Gaza

On his unearthed chest, she lays three thyme-braised ghazals. 

History on repeat, she mourns like Al-Khansa’, broken & 

splayed by ghazals. 

Brown-eyed girl, wounded child with no surviving family, shakes

on camera, silencing her domestic rhythms & overplayed ghazals. 

There’s no room on the train for dark-skinned refugees;

pundits sing for a white Europe free of humane ghazals.

On the phone, Shadab says, I believe. Beneath the rubble, a child 

sees an angel’s oiled light opening a gateway for ghazals.

She retaliates for her neighbor’s insult. Rudeness

can only be handled one way by practitioners of émigré ghazals. 

‘It’s now or never,’ he sings as the bombs fall on Gaza. 

From a sunlit room, his deep-cigarette voice beats all plaintive ghazals. 

Like this Far Mosque, you’re always there for me. What name 

do we give it, this rain light we bend for weighted ghazals? 

November: Indian summer warmth lulls the poet to sleep, 

but she wakes to a war-wind stir, parched leaves, crimson paper ghazals.

Home 

On Highway 1, you belt me with: there’s no home outside home,

but here’s a sun hurtling on my chest & a Fairuz song rewriting home. 

Thirty years since her death, I spread my body over her grave, two 

sons watch, bleary-eyed. What’s a mother but a magnified home?

O’ love, I’m the only Umayyad left, the sole Abdel Rahman. On your 

diaphanous collar bone, the New Damascus, our bona-fide home. 

At dusk in a Fresno orchard, we identified Palestine’s trees: Baloot, 

Sidr, Qaiqab, Zeitoun, but we still couldn’t override home. 

Son, I lied when I said a sparrow saw you through the window;

there’s no spoon full of sugar for my longing to keep you inside home.
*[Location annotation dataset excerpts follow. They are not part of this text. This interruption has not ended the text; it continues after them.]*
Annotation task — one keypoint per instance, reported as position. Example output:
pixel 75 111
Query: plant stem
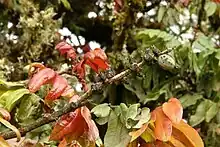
pixel 70 107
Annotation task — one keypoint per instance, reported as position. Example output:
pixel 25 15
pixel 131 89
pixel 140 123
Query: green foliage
pixel 182 62
pixel 121 118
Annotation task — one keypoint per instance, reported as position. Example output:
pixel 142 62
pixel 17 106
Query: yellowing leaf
pixel 163 125
pixel 175 143
pixel 13 128
pixel 187 135
pixel 148 135
pixel 3 143
pixel 173 110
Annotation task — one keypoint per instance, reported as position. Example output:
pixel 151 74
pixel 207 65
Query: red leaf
pixel 86 48
pixel 71 123
pixel 79 68
pixel 68 92
pixel 71 54
pixel 101 64
pixel 76 125
pixel 59 85
pixel 93 132
pixel 184 2
pixel 96 59
pixel 217 1
pixel 74 98
pixel 63 143
pixel 173 110
pixel 163 125
pixel 65 48
pixel 93 66
pixel 118 4
pixel 42 77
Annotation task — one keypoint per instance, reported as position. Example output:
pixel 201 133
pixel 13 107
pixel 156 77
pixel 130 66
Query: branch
pixel 70 107
pixel 154 3
pixel 200 15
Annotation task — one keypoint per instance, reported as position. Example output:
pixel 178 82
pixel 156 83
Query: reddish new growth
pixel 59 84
pixel 96 59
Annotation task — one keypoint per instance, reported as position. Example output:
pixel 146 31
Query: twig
pixel 154 3
pixel 49 118
pixel 200 15
pixel 70 107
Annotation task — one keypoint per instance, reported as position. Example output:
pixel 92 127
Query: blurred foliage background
pixel 179 39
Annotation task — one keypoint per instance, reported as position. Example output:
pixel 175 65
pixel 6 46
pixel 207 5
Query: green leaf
pixel 148 135
pixel 102 120
pixel 204 111
pixel 10 85
pixel 10 126
pixel 210 8
pixel 131 114
pixel 153 95
pixel 157 37
pixel 161 13
pixel 101 110
pixel 66 4
pixel 190 99
pixel 117 134
pixel 12 96
pixel 28 109
pixel 143 118
pixel 40 134
pixel 211 113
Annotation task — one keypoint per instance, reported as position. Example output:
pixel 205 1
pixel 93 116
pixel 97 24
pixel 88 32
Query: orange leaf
pixel 187 135
pixel 135 134
pixel 175 143
pixel 71 123
pixel 3 142
pixel 173 110
pixel 59 85
pixel 163 125
pixel 42 77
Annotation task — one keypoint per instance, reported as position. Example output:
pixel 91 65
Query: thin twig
pixel 70 107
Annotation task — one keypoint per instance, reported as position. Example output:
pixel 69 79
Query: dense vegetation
pixel 153 51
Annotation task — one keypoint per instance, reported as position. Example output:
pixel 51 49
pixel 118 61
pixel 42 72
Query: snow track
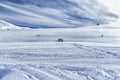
pixel 58 61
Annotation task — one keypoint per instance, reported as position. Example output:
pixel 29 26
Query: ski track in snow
pixel 58 61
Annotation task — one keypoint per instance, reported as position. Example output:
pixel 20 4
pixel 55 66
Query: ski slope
pixel 59 61
pixel 34 54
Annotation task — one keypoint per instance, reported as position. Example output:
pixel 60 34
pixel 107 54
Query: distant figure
pixel 101 35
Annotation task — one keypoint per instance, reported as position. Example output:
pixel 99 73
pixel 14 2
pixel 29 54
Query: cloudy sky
pixel 113 5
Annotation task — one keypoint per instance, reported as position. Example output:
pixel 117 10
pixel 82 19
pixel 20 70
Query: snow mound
pixel 6 25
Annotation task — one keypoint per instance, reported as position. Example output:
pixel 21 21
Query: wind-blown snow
pixel 59 61
pixel 54 13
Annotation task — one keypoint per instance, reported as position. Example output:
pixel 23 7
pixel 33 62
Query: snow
pixel 6 25
pixel 34 54
pixel 86 53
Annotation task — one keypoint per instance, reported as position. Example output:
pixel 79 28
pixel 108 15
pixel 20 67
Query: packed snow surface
pixel 59 61
pixel 6 25
pixel 35 54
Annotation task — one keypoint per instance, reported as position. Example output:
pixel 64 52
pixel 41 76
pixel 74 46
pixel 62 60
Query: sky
pixel 113 5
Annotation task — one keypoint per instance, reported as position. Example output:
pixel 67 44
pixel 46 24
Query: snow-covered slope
pixel 5 25
pixel 59 61
pixel 54 13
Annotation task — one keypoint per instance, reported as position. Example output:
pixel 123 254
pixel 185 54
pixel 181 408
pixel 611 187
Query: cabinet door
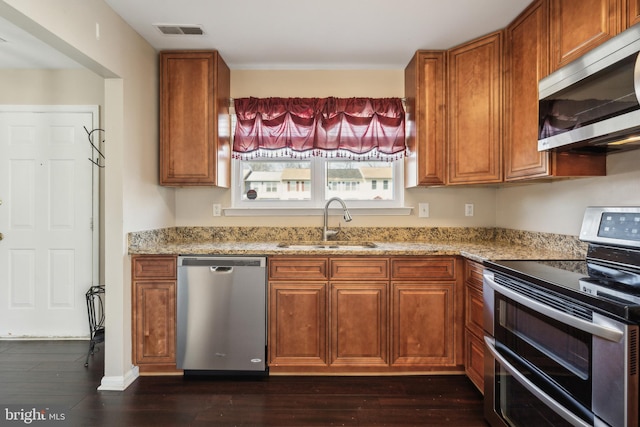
pixel 474 359
pixel 425 82
pixel 359 324
pixel 527 52
pixel 297 324
pixel 578 26
pixel 475 111
pixel 155 322
pixel 423 324
pixel 194 93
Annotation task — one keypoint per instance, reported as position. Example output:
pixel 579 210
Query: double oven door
pixel 552 361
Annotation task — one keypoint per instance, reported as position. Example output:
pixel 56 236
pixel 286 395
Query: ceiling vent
pixel 180 30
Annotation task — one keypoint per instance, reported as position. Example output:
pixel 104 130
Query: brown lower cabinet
pixel 367 314
pixel 364 314
pixel 474 330
pixel 154 284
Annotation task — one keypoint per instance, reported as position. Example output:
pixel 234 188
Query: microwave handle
pixel 533 389
pixel 604 332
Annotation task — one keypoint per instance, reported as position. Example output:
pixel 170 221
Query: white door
pixel 46 217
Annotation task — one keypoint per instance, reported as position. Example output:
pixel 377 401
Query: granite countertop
pixel 479 247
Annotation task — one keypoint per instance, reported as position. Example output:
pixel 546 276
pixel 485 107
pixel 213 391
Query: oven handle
pixel 605 332
pixel 533 389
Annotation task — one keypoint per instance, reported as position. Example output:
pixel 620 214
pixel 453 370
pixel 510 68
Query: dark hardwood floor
pixel 39 374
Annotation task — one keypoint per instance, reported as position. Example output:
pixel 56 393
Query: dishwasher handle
pixel 207 261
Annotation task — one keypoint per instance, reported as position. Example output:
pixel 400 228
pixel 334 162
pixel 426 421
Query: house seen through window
pixel 295 152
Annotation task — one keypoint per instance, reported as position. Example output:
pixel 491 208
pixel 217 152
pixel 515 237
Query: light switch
pixel 423 210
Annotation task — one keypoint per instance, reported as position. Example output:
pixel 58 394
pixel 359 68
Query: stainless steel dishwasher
pixel 221 315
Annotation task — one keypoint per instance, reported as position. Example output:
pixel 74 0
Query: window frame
pixel 318 197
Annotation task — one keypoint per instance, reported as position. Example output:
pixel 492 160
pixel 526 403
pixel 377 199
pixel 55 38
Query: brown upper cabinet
pixel 424 89
pixel 194 141
pixel 526 62
pixel 578 26
pixel 475 108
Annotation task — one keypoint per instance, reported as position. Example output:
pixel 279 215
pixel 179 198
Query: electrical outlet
pixel 423 210
pixel 468 209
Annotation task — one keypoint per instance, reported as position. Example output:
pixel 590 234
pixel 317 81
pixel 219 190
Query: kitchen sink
pixel 327 244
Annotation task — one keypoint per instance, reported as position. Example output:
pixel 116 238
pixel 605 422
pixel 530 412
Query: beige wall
pixel 558 207
pixel 194 205
pixel 133 200
pixel 48 87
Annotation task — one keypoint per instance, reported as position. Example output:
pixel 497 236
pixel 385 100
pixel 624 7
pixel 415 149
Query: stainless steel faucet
pixel 347 217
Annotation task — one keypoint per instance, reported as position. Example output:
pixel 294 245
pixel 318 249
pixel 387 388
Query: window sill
pixel 404 211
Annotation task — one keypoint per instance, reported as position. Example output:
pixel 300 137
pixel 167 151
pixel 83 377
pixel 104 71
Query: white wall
pixel 133 200
pixel 558 206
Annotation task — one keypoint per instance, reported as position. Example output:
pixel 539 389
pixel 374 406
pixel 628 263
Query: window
pixel 268 183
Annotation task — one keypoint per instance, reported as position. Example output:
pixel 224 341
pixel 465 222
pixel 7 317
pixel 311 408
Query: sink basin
pixel 327 245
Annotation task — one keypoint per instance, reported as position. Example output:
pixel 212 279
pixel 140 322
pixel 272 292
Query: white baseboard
pixel 119 383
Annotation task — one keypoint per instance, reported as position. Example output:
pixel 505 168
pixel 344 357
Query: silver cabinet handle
pixel 533 389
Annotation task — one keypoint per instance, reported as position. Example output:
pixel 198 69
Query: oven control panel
pixel 618 226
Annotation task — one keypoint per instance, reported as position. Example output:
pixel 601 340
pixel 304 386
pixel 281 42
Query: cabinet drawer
pixel 154 267
pixel 473 274
pixel 359 268
pixel 474 310
pixel 298 268
pixel 424 269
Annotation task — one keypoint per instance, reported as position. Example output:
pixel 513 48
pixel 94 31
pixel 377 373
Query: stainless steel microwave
pixel 593 103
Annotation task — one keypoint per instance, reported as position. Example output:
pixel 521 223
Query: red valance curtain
pixel 357 128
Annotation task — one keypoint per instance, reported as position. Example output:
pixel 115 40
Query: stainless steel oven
pixel 562 344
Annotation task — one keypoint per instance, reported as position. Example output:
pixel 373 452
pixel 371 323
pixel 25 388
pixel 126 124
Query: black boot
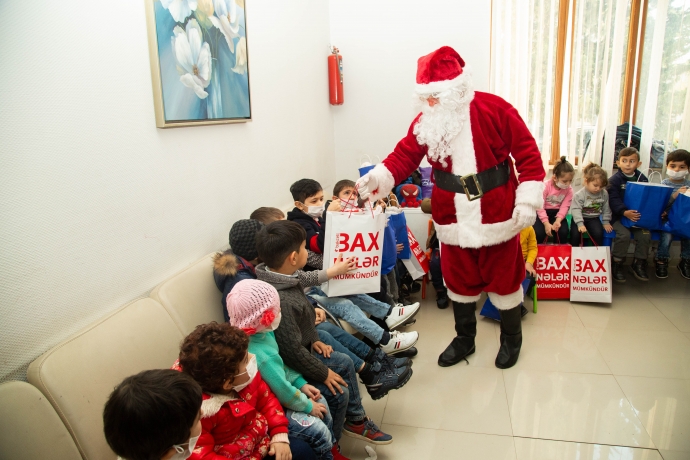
pixel 617 271
pixel 684 268
pixel 466 328
pixel 639 269
pixel 511 338
pixel 661 268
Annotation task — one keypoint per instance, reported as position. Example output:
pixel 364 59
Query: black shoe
pixel 511 338
pixel 466 329
pixel 380 382
pixel 639 269
pixel 661 268
pixel 442 299
pixel 617 271
pixel 684 268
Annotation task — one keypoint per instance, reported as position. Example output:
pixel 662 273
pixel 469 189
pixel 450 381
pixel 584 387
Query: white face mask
pixel 183 453
pixel 676 174
pixel 251 371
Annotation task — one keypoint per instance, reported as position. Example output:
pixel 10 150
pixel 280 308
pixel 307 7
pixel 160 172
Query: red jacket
pixel 240 427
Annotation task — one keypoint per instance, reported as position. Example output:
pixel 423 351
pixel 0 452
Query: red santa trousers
pixel 497 270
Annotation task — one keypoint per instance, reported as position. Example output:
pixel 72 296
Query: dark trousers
pixel 594 227
pixel 540 231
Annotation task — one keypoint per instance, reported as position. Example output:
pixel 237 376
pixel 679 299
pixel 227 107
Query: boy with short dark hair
pixel 154 414
pixel 677 165
pixel 628 162
pixel 282 247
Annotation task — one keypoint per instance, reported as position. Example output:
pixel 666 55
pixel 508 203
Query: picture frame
pixel 199 62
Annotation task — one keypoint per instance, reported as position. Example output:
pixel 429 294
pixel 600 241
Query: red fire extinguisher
pixel 335 77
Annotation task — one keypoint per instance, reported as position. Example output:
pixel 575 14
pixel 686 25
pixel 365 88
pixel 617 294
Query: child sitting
pixel 350 308
pixel 557 197
pixel 282 246
pixel 677 165
pixel 254 307
pixel 628 162
pixel 241 417
pixel 155 414
pixel 588 205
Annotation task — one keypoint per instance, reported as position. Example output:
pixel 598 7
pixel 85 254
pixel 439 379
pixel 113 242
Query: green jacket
pixel 282 380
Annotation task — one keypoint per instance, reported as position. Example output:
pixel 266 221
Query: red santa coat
pixel 493 131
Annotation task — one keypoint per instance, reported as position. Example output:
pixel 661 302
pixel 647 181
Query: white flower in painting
pixel 241 57
pixel 193 57
pixel 226 20
pixel 179 9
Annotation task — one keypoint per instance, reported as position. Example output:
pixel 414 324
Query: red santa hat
pixel 439 71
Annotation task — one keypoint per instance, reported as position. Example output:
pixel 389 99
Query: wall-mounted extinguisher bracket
pixel 335 77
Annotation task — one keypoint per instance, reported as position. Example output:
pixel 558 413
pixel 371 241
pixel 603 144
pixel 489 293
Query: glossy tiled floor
pixel 593 382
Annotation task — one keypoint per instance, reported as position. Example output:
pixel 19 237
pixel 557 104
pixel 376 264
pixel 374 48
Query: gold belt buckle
pixel 476 183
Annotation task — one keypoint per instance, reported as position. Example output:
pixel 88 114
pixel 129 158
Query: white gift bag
pixel 358 235
pixel 590 274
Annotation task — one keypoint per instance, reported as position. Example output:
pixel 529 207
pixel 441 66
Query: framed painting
pixel 199 61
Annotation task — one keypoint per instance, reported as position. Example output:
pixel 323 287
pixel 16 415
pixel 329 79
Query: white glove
pixel 523 216
pixel 367 184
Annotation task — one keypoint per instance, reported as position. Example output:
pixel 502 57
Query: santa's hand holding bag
pixel 479 206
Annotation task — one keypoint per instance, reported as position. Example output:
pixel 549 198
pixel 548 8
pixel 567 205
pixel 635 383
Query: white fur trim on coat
pixel 211 406
pixel 507 302
pixel 385 182
pixel 440 86
pixel 530 193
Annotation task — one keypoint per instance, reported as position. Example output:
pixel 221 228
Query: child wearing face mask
pixel 241 418
pixel 154 414
pixel 254 307
pixel 677 165
pixel 558 194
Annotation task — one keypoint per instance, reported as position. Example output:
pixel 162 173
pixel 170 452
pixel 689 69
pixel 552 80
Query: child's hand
pixel 632 215
pixel 311 391
pixel 322 349
pixel 320 316
pixel 318 410
pixel 280 450
pixel 341 266
pixel 333 382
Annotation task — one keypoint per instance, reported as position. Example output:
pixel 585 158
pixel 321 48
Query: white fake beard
pixel 440 124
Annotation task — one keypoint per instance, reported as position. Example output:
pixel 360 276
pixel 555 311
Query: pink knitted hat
pixel 253 305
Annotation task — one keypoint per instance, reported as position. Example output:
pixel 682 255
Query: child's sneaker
pixel 400 341
pixel 384 379
pixel 367 431
pixel 401 314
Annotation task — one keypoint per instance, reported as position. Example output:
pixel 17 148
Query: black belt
pixel 474 185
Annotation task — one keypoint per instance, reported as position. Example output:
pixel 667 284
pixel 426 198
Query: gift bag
pixel 399 223
pixel 358 235
pixel 418 263
pixel 590 276
pixel 553 271
pixel 649 200
pixel 679 217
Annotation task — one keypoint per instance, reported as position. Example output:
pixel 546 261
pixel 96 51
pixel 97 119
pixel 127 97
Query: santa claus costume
pixel 479 205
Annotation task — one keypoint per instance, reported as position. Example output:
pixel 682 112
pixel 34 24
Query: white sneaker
pixel 400 341
pixel 401 314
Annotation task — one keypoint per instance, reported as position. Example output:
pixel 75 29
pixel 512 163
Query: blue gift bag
pixel 649 200
pixel 679 217
pixel 399 224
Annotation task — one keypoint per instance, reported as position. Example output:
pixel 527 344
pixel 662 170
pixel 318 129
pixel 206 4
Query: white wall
pixel 380 42
pixel 96 204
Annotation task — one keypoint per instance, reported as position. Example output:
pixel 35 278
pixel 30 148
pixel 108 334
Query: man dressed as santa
pixel 479 205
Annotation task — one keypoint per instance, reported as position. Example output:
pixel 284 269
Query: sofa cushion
pixel 191 296
pixel 29 426
pixel 78 375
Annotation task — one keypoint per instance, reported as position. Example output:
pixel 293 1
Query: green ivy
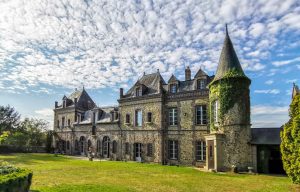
pixel 233 87
pixel 290 142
Grenades erupt from your eyes when fatherhood chews you out. 

Forget kisses behind the closet, secret darling, let’s fly home.

I don’t know how the human heart can recover from moral injury,

he said. How do I go on with none left beside me to define home? 

Al-Ghazali: true friends are those who remind us of the One Friend;

What do you call these anemones leaning towards us on the ride home?